Ever since the chancellor George Osborne announced plans to change the pension regulations on April 6th this year, there has been plenty of speculation about the decisions people will make over how to plan for retirement.
The changes mean that people have more freedom and can take cash in lump sums rather than annuities, and it has meant more options becoming available for older people. One such alternative to a traditional pension has been the buy-to-let market, which offers better returns for a new generation of pensioner than they could get from annuities.
At the moment, when the rental income is combined with capital appreciation of the property itself and the retention of the asset, it becomes clear that the property market is more lucrative for older people than traditional investment classes.
And now, according to one expert, those saving for retirement are going to increasingly start turning to one of the hottest assets – student property.
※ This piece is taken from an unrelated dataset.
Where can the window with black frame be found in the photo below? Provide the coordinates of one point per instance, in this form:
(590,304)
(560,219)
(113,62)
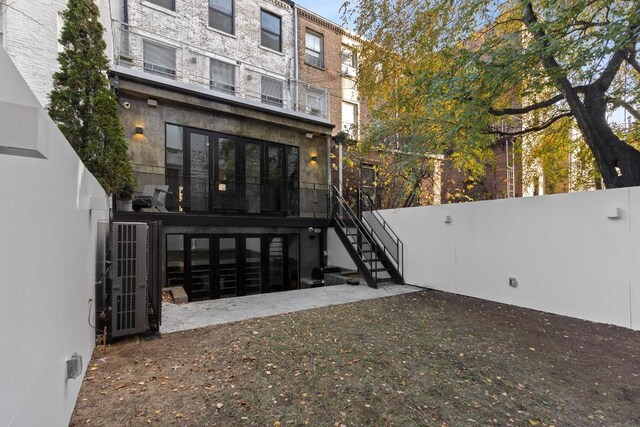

In the last few years, it has become the darling of the investment market thanks to the strong returns it has to offer.
And Professor Mark Shackleton, from Lancaster University’s Department of Accounting & Finance, told North West Tonight: “One suggestion is that a lot of money will go into buy-to-let properties. And in this region, we’re just right next to some student accommodation for the university. That could be an alternative way to provide for your retirement, rather than buying an annuity.”
Student property has become more and more popular over the last three years, with 2012, 2013 and 2014 all having seen the sector attracting £2 billion worth of investment apiece. The return of strong application numbers since the initial decline after tuition fees were raised has meant that investors have been feeling confident about the market’s prospects.